複数の欠陥が Linux カーネルに発見されました。 サービス拒否や特権の昇格につながる可能性があります:

  • CVE-2014-3534

    IBMの Martin Schwidefsky さんが、ptrace サブシステムが psw mask 値を適切にサニタイズしていないことを発見しました。s390 システムでは、権限のないローカルユーザがこの欠陥を悪用してアドレス空間制御ビットにカーネル空間の組み合わせをセットし、 カーネルメモリへの読み書き権限を獲得することが可能です。

  • CVE-2014-4667

    Nokia Siemens Networks の Gopal Reddy Kodudula さんが、sctp_association_free 関数が特定のバックログ値を適切に管理していないことを発見しました。細工した SCTP パケットを経由したサービス拒否 (socket outage) をリモートの攻撃者に許します。

  • CVE-2014-4943

    Sasha Levin さんが Linux カーネルのPPPプロトコルをレイヤー2トンネリングプロトコル (L2TP) とともに利用した場合の欠陥を発見しました。 権限のないローカルユーザがこの欠陥を悪用することで特権の昇格が可能です。

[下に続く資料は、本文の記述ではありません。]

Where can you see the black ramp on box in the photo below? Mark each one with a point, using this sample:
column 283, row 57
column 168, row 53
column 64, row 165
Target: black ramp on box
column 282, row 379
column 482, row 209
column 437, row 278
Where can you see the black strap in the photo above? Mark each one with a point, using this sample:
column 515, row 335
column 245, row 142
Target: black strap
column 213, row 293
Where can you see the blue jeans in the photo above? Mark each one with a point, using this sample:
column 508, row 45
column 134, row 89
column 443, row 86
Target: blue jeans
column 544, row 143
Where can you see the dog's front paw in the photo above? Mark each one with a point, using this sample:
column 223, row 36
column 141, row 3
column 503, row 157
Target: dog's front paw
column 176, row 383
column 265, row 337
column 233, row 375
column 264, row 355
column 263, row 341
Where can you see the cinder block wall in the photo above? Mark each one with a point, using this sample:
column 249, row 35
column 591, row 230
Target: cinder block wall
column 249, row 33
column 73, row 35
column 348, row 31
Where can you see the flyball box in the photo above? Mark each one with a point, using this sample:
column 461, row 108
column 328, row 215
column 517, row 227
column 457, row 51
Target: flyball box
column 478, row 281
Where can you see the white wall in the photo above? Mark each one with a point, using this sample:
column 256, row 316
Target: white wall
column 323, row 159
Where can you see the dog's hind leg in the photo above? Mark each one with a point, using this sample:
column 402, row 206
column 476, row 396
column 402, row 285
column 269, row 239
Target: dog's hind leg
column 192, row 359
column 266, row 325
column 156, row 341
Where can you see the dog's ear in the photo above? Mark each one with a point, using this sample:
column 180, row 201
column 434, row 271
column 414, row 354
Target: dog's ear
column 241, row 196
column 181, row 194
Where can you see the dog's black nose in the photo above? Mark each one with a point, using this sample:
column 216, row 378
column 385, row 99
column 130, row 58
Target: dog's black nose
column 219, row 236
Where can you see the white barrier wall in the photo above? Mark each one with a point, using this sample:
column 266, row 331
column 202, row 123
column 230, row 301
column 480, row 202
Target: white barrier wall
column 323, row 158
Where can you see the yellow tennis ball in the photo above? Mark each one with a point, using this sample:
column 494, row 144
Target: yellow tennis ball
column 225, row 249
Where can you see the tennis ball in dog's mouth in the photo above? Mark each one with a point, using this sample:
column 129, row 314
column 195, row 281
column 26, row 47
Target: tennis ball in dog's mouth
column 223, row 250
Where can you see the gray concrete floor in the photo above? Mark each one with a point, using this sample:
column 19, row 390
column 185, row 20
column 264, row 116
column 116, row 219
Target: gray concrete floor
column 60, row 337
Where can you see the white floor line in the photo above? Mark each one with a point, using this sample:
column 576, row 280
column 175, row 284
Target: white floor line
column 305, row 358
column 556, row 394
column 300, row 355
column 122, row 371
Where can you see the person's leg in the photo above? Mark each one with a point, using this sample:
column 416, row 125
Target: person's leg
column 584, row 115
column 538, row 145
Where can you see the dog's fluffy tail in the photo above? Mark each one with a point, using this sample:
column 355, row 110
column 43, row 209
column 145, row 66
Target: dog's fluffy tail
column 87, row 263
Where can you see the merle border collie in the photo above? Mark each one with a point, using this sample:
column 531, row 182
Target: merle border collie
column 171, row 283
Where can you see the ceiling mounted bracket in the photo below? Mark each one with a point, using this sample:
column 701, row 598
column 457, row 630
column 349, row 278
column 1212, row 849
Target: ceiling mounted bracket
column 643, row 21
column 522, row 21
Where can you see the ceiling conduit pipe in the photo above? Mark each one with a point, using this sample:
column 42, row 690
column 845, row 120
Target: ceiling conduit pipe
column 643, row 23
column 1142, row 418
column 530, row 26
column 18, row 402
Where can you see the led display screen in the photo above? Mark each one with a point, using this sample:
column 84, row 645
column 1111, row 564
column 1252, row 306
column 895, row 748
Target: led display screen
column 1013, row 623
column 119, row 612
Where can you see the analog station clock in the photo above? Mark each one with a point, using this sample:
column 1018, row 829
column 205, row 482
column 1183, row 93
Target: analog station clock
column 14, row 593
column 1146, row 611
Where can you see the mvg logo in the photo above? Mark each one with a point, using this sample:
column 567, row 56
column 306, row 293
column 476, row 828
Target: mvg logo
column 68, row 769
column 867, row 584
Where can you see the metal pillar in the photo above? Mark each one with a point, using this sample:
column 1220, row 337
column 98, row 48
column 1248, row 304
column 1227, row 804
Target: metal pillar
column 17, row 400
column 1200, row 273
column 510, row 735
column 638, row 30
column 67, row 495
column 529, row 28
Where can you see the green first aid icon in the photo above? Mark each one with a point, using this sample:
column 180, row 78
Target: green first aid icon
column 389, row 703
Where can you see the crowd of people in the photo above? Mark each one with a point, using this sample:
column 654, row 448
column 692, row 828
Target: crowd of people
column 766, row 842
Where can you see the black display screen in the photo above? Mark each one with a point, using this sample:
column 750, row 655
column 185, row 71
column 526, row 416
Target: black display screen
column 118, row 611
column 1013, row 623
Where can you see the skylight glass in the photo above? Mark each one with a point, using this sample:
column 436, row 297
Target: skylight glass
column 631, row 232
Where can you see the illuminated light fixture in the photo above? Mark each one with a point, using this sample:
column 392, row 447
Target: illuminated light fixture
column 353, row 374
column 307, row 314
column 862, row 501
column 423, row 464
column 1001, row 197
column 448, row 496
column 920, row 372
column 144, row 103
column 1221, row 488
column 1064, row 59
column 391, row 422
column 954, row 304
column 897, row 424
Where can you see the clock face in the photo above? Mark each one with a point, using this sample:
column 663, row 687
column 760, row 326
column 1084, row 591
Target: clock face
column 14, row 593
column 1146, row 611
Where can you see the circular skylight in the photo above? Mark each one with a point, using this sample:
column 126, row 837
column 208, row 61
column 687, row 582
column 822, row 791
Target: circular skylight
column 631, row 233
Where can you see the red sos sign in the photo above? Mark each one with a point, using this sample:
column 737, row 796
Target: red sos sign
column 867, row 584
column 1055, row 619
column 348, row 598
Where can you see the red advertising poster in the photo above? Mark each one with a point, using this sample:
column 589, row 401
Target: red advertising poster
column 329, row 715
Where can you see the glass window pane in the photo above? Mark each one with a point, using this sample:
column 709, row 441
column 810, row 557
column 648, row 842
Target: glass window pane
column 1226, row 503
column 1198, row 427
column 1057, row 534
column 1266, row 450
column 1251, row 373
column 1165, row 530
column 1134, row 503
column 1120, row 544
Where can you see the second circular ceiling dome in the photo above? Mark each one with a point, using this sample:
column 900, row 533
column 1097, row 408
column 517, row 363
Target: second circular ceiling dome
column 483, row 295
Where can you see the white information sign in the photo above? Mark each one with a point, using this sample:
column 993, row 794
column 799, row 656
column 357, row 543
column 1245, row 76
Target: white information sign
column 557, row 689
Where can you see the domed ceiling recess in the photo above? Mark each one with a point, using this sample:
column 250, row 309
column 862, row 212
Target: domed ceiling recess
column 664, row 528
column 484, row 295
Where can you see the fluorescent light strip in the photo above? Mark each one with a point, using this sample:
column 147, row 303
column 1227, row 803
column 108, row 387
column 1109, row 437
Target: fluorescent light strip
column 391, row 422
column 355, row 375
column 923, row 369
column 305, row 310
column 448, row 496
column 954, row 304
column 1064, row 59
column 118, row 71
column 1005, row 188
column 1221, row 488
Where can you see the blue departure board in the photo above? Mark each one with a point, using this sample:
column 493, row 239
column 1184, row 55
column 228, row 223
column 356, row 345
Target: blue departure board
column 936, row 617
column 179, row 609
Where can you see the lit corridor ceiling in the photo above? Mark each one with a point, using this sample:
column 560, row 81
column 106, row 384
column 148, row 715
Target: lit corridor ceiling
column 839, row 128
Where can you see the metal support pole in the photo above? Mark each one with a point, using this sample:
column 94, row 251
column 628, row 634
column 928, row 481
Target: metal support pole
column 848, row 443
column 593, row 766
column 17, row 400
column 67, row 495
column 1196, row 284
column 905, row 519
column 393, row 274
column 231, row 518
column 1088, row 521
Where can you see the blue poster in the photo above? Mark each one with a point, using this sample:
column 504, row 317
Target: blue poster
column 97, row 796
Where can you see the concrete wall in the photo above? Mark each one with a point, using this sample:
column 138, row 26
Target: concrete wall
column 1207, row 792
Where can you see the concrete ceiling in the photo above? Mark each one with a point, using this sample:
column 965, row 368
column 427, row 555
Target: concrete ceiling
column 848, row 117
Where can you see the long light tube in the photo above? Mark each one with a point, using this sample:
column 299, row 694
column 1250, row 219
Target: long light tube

安定版 (stable) ディストリビューション (wheezy) では、この問題はバージョン 3.2.60-1+deb7u3 で修正されています。

不安定版 (unstable) ディストリビューション (sid) では、この問題はバージョン 3.14.13-2 で修正されています。

直ちに linux パッケージをアップグレードすることを勧めます。